That’s the point that my friend Jeremy Wagstaff makes in a post on his Loose Wire blog, about data management in diplomatic cables – and Afghanistan. At heart it’s about how information isn’t really structured well in the cables.
Exactly. There are tags – or the equivalent of tags, but built to State Department specs – as well as other sortable fields, such as the originating embassy or date the cable was sent, but not much else. So you can search for cables that are related to China, say, and filter it by those sent from Mexico, and only during certain dates – but it’s much harder to pull together all the bits that are related to reactions to a speech, policy or event, say. (Look here for an explanation of how to read a cable).
So the gist is that there’s a wealth of information there – but it’s hard to pull it all together. We – or they – are drowning in data. As good an argument for more structuring of information as I’ve heard.
That’s not to say that people aren’t digging through and trying to make sense of it all. For example, Jonathan Stray, at the AP, has written about their efforts to visualize 390,000 Iraq war reports – it’s a fascinating project that goes beyond simply mapping incidents or doing keyword searches, but employs social science tools to dissect a huge document dump.
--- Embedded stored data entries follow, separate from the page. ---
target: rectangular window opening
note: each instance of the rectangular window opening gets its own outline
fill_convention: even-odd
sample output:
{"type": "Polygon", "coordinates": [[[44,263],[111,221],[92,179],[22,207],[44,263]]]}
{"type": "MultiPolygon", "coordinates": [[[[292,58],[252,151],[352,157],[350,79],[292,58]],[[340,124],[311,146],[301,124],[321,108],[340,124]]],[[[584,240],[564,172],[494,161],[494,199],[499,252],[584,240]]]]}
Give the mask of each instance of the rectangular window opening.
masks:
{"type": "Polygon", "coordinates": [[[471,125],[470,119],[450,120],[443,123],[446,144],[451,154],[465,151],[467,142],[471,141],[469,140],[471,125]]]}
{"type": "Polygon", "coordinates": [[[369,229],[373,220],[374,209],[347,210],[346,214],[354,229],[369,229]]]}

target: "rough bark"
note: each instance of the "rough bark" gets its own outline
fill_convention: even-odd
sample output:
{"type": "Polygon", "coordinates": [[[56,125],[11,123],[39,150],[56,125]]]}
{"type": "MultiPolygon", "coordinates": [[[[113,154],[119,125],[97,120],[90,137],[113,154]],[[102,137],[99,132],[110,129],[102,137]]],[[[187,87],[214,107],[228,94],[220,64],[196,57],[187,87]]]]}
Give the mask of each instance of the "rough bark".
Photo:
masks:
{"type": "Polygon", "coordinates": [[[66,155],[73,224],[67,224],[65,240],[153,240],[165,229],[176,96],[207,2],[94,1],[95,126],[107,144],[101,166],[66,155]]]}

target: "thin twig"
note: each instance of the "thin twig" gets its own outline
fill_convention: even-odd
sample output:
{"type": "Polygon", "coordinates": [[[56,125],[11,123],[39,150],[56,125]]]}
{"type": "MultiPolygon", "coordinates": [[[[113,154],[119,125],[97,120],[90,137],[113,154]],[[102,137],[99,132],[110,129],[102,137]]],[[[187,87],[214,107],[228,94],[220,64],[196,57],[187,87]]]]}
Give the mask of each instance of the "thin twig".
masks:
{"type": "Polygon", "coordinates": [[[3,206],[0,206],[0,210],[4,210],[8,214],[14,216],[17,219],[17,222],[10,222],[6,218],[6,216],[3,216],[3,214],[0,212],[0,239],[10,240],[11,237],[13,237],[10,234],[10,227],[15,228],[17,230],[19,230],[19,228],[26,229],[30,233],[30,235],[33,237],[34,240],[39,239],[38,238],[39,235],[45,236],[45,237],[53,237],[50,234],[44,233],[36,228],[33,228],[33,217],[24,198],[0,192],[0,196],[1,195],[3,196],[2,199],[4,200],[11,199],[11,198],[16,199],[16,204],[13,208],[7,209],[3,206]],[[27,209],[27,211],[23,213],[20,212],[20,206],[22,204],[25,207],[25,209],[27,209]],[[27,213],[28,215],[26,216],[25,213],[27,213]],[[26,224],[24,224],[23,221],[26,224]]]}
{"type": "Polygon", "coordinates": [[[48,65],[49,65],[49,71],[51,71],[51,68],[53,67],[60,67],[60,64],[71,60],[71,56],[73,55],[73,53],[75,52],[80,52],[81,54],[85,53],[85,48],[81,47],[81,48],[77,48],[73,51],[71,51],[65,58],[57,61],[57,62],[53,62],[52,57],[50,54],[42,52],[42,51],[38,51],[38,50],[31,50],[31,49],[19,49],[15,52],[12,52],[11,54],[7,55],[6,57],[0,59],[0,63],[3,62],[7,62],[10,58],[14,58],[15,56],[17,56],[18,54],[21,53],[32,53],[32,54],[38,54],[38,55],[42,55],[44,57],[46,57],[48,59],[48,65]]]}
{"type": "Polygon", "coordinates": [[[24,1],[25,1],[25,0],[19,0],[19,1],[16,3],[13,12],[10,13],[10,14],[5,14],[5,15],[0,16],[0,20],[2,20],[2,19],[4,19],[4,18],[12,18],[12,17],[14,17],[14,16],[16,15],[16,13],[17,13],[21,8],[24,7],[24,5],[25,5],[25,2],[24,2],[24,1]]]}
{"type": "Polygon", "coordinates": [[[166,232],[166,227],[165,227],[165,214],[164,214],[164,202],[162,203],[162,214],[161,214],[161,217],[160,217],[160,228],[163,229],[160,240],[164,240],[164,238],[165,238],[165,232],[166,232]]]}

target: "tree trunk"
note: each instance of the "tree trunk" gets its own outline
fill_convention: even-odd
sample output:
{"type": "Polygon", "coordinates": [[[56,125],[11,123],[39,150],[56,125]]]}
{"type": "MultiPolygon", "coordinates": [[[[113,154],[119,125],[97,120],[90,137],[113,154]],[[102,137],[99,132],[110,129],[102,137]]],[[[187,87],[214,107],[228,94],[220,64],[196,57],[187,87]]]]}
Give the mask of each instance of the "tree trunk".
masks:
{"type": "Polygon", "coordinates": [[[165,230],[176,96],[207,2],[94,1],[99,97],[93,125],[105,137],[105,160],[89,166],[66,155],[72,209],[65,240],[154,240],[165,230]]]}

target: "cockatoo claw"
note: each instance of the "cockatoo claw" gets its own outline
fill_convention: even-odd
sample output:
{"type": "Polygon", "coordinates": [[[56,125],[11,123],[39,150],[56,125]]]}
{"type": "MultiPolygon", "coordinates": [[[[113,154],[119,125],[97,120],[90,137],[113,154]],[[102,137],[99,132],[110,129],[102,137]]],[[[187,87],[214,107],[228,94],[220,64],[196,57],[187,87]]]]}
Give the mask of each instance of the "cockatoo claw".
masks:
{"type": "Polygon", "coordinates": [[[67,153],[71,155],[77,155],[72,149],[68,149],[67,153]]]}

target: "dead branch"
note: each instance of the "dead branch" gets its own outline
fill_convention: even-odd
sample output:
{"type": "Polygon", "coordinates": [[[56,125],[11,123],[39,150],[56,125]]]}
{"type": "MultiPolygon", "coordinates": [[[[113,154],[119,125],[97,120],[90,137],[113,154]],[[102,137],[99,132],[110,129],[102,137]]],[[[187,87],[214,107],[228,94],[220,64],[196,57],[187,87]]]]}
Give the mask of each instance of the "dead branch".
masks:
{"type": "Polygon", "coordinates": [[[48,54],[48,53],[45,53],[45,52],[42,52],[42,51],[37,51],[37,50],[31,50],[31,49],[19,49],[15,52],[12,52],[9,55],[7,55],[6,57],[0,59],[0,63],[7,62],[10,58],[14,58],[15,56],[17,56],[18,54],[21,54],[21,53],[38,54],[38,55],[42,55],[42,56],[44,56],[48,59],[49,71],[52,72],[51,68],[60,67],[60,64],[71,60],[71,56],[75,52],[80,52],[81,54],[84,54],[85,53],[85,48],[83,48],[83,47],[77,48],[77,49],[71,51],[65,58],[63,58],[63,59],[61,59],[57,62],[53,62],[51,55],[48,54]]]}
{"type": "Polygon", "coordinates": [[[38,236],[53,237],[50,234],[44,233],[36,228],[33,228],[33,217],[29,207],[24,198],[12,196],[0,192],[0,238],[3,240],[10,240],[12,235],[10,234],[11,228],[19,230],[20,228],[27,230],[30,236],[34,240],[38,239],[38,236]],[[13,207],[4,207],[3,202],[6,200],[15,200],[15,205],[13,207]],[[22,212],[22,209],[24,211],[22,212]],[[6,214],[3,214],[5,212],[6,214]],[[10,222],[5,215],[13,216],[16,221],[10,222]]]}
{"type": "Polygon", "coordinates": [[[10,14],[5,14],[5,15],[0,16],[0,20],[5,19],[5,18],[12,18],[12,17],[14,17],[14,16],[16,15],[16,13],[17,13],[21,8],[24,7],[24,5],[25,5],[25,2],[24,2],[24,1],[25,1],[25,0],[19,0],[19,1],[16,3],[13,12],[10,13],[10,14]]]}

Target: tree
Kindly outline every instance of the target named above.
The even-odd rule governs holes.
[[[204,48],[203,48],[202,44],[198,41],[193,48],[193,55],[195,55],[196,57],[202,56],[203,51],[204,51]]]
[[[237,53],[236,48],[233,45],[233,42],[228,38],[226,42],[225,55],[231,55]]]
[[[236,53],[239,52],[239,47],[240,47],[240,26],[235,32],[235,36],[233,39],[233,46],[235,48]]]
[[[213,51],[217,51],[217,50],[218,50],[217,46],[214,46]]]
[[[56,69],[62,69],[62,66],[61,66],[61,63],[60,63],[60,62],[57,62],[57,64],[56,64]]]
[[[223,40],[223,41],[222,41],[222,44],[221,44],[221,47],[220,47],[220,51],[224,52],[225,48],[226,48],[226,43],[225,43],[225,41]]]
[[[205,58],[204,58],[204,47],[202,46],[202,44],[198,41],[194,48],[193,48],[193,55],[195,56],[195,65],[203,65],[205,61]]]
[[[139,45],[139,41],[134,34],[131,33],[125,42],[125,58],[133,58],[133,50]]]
Still, it doesn’t answer the question why the State Department doesn’t rebuild the architecture of its reports so that it’s faster and easier for its analysts to trawl through thousands of cables. As Jeremy notes:
If I were the U.S. government, I would take Cablegate as a wake up call. Not at the affrontery of this humiliation, but as a chance to rethink how its data is being gathered and made use of. Cablegate tells us that the world of the cable is over.
And so it should be for any organization that deals with large masses of information – not just media outlets.